The existence of heterogeneity was explored with Cochran’s Q statistic (where p < .05 indicates heterogeneity is present). The magnitude of the variation in effect sizes across studies with Higgin’s I2 statistic was also utilised. This statistic estimates the proportion of variance in effect sizes due to true heterogeneity (from 0 to 100%), with higher values representing greater inconsistency in effect size across studies. Finally, we also report τ as a measure of heterogeneity for each comparison, which gives the SD of the effect size estimates.

Sensitivity Analysis

We also performed sensitivity analysis to assess how robust our findings were. We planned to removed outliers, that is, studies with unusually high or low SF-36 scores on any of the subscales or summary measures and studies which scored relatively low on the JBI quality appraisal instrument in question, for our purposes this meant not meeting at least 70% of the criteria on any given instrument. The results of this and the above search and analysis will be reported below.
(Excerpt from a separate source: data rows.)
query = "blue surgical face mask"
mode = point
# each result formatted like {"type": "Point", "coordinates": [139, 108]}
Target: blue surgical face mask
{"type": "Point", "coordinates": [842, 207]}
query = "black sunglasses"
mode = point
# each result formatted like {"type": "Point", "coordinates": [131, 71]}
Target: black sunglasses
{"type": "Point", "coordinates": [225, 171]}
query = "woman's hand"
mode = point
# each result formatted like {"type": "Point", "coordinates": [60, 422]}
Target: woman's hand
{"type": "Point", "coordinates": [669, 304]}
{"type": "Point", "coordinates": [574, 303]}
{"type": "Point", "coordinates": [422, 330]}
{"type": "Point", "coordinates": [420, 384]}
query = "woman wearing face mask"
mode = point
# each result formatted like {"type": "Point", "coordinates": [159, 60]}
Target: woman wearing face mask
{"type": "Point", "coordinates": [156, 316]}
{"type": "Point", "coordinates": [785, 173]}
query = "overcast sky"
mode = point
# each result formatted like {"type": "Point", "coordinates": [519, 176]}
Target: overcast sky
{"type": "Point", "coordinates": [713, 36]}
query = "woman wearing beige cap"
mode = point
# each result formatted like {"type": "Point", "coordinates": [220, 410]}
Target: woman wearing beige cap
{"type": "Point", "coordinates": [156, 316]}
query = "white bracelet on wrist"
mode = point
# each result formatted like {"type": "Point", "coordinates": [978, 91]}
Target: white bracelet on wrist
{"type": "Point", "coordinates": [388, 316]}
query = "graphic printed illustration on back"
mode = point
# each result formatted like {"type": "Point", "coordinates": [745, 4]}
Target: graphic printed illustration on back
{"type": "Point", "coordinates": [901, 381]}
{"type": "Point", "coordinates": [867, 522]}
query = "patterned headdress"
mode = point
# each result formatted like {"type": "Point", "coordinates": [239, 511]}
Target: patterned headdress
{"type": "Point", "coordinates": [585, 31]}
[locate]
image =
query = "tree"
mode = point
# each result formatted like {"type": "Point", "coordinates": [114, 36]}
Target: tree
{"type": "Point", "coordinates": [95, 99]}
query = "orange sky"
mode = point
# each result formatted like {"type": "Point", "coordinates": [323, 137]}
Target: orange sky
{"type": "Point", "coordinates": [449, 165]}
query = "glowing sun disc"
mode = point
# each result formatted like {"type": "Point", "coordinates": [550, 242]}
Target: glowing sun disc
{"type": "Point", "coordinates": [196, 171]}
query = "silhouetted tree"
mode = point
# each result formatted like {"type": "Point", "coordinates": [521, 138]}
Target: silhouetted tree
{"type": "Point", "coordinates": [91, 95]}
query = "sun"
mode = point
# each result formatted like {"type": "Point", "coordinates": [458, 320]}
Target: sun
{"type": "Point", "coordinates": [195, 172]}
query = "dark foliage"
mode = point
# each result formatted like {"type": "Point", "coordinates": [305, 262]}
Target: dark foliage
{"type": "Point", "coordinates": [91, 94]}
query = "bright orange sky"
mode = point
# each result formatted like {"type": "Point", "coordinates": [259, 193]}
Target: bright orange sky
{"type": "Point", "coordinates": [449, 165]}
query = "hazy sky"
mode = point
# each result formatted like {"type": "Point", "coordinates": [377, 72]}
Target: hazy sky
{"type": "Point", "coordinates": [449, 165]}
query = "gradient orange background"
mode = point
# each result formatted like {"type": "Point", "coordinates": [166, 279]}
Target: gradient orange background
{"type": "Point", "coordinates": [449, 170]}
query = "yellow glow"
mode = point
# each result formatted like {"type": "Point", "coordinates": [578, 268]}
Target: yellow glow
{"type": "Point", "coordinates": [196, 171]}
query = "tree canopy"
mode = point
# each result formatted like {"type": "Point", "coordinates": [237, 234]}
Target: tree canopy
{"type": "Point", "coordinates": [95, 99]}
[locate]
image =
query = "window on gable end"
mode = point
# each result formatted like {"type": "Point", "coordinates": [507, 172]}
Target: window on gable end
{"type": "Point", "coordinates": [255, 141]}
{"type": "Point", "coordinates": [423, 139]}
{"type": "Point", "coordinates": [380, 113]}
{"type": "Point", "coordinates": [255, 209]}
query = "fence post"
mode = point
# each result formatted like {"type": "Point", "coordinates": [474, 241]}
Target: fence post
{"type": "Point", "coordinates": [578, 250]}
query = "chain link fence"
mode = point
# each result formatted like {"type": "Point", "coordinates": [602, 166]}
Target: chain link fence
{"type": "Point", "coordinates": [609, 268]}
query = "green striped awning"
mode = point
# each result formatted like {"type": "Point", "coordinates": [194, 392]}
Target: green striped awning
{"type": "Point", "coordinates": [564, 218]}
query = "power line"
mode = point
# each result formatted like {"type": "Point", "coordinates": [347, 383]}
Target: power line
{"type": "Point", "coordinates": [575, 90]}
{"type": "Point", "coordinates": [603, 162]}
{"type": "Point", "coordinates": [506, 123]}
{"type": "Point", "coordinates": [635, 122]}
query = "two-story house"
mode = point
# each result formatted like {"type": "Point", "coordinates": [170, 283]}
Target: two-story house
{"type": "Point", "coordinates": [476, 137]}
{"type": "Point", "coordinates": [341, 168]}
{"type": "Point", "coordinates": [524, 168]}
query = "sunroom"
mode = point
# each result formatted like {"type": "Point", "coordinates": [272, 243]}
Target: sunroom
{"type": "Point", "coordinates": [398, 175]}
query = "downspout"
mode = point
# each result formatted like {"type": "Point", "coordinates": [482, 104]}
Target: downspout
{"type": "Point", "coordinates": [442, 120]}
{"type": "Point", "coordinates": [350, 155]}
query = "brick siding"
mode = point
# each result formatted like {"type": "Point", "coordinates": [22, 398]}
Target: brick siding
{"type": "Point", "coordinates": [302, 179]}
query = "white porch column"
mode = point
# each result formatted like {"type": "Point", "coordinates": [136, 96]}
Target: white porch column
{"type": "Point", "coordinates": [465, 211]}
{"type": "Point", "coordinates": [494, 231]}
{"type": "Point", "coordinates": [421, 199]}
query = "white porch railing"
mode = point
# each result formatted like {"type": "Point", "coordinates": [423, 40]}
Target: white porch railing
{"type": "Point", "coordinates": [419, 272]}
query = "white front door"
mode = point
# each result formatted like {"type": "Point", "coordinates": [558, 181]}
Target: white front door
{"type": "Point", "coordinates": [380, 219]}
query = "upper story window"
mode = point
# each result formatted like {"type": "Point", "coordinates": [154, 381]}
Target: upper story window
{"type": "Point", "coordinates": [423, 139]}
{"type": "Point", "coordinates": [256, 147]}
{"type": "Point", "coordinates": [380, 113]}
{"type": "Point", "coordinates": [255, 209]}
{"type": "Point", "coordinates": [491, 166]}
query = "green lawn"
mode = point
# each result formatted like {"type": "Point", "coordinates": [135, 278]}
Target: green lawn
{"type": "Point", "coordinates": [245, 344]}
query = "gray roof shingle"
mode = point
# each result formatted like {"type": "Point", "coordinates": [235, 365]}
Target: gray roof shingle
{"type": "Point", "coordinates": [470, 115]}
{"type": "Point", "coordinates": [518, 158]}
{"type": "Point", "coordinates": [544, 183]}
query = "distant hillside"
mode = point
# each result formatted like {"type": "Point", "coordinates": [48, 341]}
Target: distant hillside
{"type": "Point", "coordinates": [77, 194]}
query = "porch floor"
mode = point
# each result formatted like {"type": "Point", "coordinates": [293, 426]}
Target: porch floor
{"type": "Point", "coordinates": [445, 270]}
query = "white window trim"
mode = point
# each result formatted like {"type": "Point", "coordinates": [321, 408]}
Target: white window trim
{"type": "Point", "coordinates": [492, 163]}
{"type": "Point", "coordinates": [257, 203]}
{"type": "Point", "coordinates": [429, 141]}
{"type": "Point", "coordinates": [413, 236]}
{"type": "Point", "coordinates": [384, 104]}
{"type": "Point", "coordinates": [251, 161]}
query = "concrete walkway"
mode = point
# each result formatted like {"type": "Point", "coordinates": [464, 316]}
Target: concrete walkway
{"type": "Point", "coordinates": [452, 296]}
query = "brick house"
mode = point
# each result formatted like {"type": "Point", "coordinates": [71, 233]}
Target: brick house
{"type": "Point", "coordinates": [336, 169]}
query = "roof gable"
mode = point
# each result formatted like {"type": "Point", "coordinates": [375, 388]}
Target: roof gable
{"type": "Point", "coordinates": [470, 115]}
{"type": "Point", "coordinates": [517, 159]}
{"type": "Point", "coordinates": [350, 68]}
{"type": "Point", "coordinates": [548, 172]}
Patient and Public Involvement

Patients and the public were not involved in the development of this manuscript.

Results

The search returned 3965 results. Results were imported into Rayyan [19] where duplicates were removed, leaving 2557 papers. A title and abstract screen left 61 articles, a full text screen was then carried out. A further 11 papers that were found in reference lists of included papers, which were also screened. After screening, 20 papers met the inclusion criteria [20,21,22,23,24,25,26,27,28,29,30,31,32,33,34,35,36,37,38,39]. The search results are summarised in a PRISMA diagram (Fig. 1).

Fig. 1
figure 1

PRISMA flow diagram [40]

The 20 studies included reported data from over two decades (1999–2023) and were carried out in Croatia [28], Germany [20, 21, 25], Greece [22, 23], Jordan [37], Kosovo [35, 36], Malaysia [34], Netherlands [30], South Sudan [38], Switzerland [32], Thailand [33], Uganda [39] and the US [24, 26, 27, 29, 31]. Studies were also categorised as high income countries (n = 13) and low and middle income countries (n = 7). Studies used the SF-36 (n = 11), SF-12 (n = 6), SF-8 (n = 2), SF-20 (n = 1). Two studies utilised the RAND version of the SF-36/12 [32, 37] while the remainder used the Medical Outcomes Study version(s). The majority of studies had either samples of refugees (n = 17), mixed samples (n = 2), while the remaining study had a sample of internally displaced people. Fourteen studies included outcomes from samples who lived in ‘urban’ environments, five who lived in ‘camps’ and one which included a mixed sample. The total sample size of these studies was 18,418. Not all studies reported individual component scores. The most commonly reported measures were the mental and physical health summary measures (n = 11 and n = 11 respectively).

For two studies with multiple assessments, pooled mean and standard deviations were used [20, 26]. Data was also selectively extracted from another three where we felt that data could not be pooled (as the groups being compared were too different). For the study carried out by Eisenman, Gelberg [24] we only extracted data for the group who experienced political violence (as opposed to the group who did not), for the study carried out by Eytan, Toscani [41], we extracted data from the group who had not been diagnosed with post-traumatic stress disorder (as opposed to those who were diagnosed) and for the study carried out by Wangmo [32] we extracted data for those who had resettled in Switzerland (as opposed to those resettled in India).

SF-36 sub Scales

The pooled mean scores for each of the SF-36 subscales was calculated. Subscales ranged from 49.60 (vitality) to 65.54 (physical functioning). All subscales had significant (Q) and substantial (I2, τ2) heterogeneity. These results are summarised in Table 1, with forest plots included as supplementary material.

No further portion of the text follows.